In February 2011, BNZ leased a new, purpose designed and built, office block on reclaimed land in Wellington from CentrePort Limited. Following the Kaikoura earthquake in November 2016, the building was irreparably damaged and was demolished.
In August 2019 BNZ sued the Wellington City Council in negligence in granting the building consent and in its building inspections and issuing the code compliance certificate. Damages sought were in excess of $100 million. In September 2019, the City Council filed third party proceedings against Beca Carter, the structural engineers engaged by CentrePort for the design of the building, and Professor Mander, who peer reviewed the design.
Beca applied to the High Court to have the third party proceedings struck out as being out of time. Beca's position was that it provided its design services in March 2008, in which case the limitation period had expired when the Council filed its third party claim in September 2019.

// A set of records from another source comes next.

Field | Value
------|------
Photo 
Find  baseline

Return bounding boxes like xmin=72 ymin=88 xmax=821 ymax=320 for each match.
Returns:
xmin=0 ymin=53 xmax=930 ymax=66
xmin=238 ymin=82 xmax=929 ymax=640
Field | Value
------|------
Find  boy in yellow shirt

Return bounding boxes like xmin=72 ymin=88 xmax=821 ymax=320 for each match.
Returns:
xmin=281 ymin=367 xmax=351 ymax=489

The issue at the core of the judgment is whether or not the 10 year longstop period in s 393(2) of the Building Act 2004 applies to third party tortfeasor claims. The BNZ's claim against the Council was within time, but at that stage the 10 year longstop under s 393(2) for the claim against Beca for contribution under s 17 of the Law Reform Act had expired some 18 months before.
The difficulty for the Council was a clear line of authority that, even though the third party claims were issued against Beca within a month or so of the primary proceedings between the BNZ and the Council being issued, the longstop date still applied. As the "act or omission" on which the third party proceedings were based were committed by Beca in March 2008, the s 393(2) longstop for those actions expired before the BNZ issued its proceedings. As observed by Fitzgerald J in Minister of Education v James Hardie New Zealand [2018] NZHC 22:
"... there is no suggestion in the legislative history that cross-claims as between building professionals and/or territorial authorities, or third party contribution proceedings, were to be excluded from the finality and certainty which was sought through the longstop provision. Had such an important and broad exclusion been intended from the otherwise plain words used, one might have expected Parliament to have said so expressly."
While that statement is clear in relation to primary proceedings, its application in relation to contributory proceedings is not so clear.
Under the solidarity rule, plaintiffs are not obliged to pursue all joint tortfeasors for their respective contributions to the losses. Those plaintiff's can simply sue the "deep pockets", and leave it to the joint tortfeasors to then seek recovery. The injustice of this approach arises where, as in this case, the primary proceedings are issued towards the end of the 10 year longstop date, leaving no time for third party proceedings to be issued for recovery from joint tortfeasors. It is in that context that s 17 of the Law Reform Act was passed, and the concept of additional limitation periods for contributory claims were maintained in s 34 of the Limitation Act 2010.
The core issue, then, is the interface between s 393 of the Building Act, and s 17 of the Law Reform Act and s 34 of the Limitation Act - does the longstop override the extended limitation period?
In BNZ v Wellington City Council, Beca Carter & Mander [2021 NZHC 1058, the High Court held that the Law Reform and Limitation Acts create a code for contributory claims which is not overriden by the Building Act; the longstop period of 10 years applies only to the primary claim, leaving an additional period of 2 years for contributory claims.
On that basis, Beca's strike out application failed.